I love women’s bodies. I think breasts are among the great wonders of the world. I sometimes try to image what it’s like to walk around with them, knowing they proclaim out in public your womanhood, your capacity for nurturing and love. Sometimes it almost seems like revealing too much. How do we men contain ourselves? We must be at a very advanced stage of civilization to merely look and not ogle or want to touch.

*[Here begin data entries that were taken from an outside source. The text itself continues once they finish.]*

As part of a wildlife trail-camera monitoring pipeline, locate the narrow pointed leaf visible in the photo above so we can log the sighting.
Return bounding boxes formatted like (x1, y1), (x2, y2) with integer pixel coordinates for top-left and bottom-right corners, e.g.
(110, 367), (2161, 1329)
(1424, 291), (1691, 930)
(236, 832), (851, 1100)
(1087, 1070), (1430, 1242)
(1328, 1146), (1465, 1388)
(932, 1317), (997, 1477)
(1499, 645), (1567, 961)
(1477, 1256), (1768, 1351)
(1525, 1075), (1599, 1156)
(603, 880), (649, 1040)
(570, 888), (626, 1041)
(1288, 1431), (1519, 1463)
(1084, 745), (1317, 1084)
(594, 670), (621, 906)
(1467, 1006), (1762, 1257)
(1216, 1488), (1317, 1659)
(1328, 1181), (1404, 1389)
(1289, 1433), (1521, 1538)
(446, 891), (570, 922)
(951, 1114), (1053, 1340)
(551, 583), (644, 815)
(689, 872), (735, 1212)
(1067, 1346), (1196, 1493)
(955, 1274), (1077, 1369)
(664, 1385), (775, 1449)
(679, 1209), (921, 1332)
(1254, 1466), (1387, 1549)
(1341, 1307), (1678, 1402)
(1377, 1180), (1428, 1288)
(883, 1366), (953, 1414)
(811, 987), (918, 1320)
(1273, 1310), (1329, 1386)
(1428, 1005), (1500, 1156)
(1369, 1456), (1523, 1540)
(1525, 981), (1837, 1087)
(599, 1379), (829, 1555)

So I’ve never gotten over my adolescent fascination with women’s bodies. My inner adolescent self thinks it’s pretty neat that I’ve contrived a way to photograph women naked whom I hardly know. But my models are my serious collaborators, highly motivated artists, whose medium happens to be themselves (like a singer, whose instrument is her body). They work very hard, and I demand a lot from them, and we produce wonderful things together. I most love to work with models who are as fascinated with the end products as I am, and this includes most of them.

It’s also important to recognize both the diversity of women’s bodies and to honor the stages they go through as they age. It’s unfortunate that the commercial world has so promoted young, nubile bodies at the expense of older, more mature ones. I think breasts that droop are icons of generosity, of warmth, of nurturance, of home, of safety. They can be organs of these same things. I remember a scene in a Bergman movie where the amply endowed house servant offers her breasts to the tormented, anguished mistress. It illustrated the consoling power of this woman’s breasts.

E.G: Did women - directly or indirectly – influence your artistic style?

J.S: I suppose I’ve developed an artistic style out of my fascination for form and my attraction to women’s bodies, and my attempt to combine the two. I’ve literally projected my artistic ideas onto the bodies of my models, and in so doing have discovered something about my own passions and drives.

The female photographers who have influenced me mostly belong to the current artistic community, since it is only recently that barriers have come down against women in the visual arts. Georgia O’Keefe is a notable exception. Donna Ferrato is a distinguished woman photographer of erotic subjects, but her approach is more photojournalistic. Diane Neumaier, who teaches at Rutgers, has edited a very fine book on New American Feminist photographers called Reframings. It’s a very provocative book, almost completely post-modern, and one which I learn from.

E.G. What are you trying to show by transforming living human bodies into prehistoric art?

J.S: I came to what I call “virtual sculpture with prehistoric references” after experimenting with a number of projection subjects—buildings, vegetables, etc. When I focused on placing rock and wood surfaces on living bodies, though, I created a mysterious illusion that the viewer was seeing actual sculpture that looked very ancient. This was a wonderful discovery. Then I had to figure out the significance of this sort of thing for my artist statements, and I came up with the fact that this work illustrates our deep connections to our mostly forgotten prehistoric ancestors. Recently, though, I’ve come to realize that the rich forms and patterns I’ve projected actually serve as visual analogies of otherwise invisible energy.

E.G: What is the role of politics in your photography?

J.S: I’m very involved in politics, very disturbed at the direction our country has been going in for some time. I consider my photography a means of witness to any political event I manage to attend. This includes most importantly large anti-war protests in Washington, D.C. or New York, but also smaller local demonstrations and lectures. Many of my photographs have been used by activist organizations for their websites and email blasts.